Ownership and Rights to Training Data
Usually, the customer owns Customer Data. The Customer should therefore ensure that the contract addresses its ownership of the data by obtaining acknowledgements of its rights in the data from the licensee through stating that the data provided under the agreement is the licensor’s sole and exclusive property.
Right holders can carve out their data rights in contracts. They can do so by adopting a broad definition of Customer Data or by adopting a narrow definition of the same.
By broadening the definition of Customer Data, to capture all the data the AI Vendor collects or receives indirectly or directly from the customer (including its derivatives), contract professionals can ensure that there is no ambiguity about how Customer Data is to be used. Customers should specify that: 1) the AI Vendor can only use Customer Data to provide the services to customer; and 2) the AI Vendor promises that it will not use or attempt to use Customer Data for any other purposes, including the development of LLMs and other similar products.

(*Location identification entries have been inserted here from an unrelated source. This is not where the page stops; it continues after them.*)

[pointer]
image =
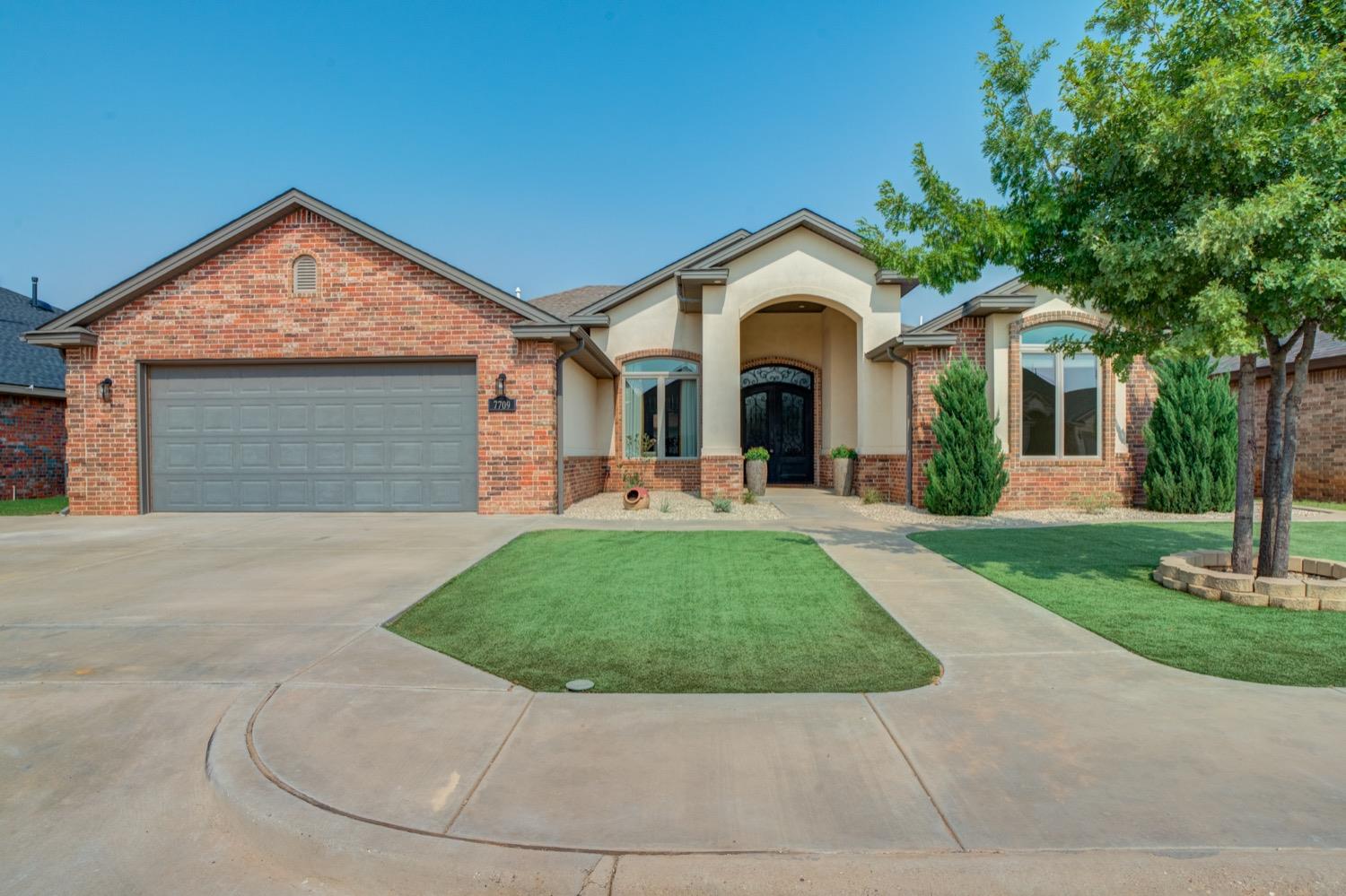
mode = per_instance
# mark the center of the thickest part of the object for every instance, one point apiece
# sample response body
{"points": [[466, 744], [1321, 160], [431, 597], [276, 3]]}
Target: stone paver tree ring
{"points": [[1311, 584]]}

The customer could also opt to exert more control over the AI Vendor’s data usage by: 1) ensuring that the definition of licensed data is narrow; and 2) reserving the right to obtain additional fees from the AI Vendor for the usage of Customer Data for additional manners of usage including the development of LLMs and other similar products. Such agreements aim at ensuring that the AI Vendor cannot generate any derivative data without paying the customer for it.
Tips for Reviewing AI Vendor Agreements
Here is a list of top 3 contract reviewing tips to consider when working with an AI Vendor that wants Training Data from the customer:
- Customer Data should be clearly defined with the aim of protecting the customer data from gratis usage.
- Ensure Training Data does not contain customer’s Personal Data. Specifically, ensure that the customer’s Personal Data is not used to train the AI Vendor’s LLMs.
- Clarify the terms of the agreement regarding the use and ownership of customer input data (data fed into the AI by users) and customer output data (data produced using the AI in response to inputs or prompts by users).
As more and more AI Vendors seek out free Training Data from their customers, contracts professionals representing the customer should understand the difference between Training Data and other types of data and ensure appropriate contractual protections.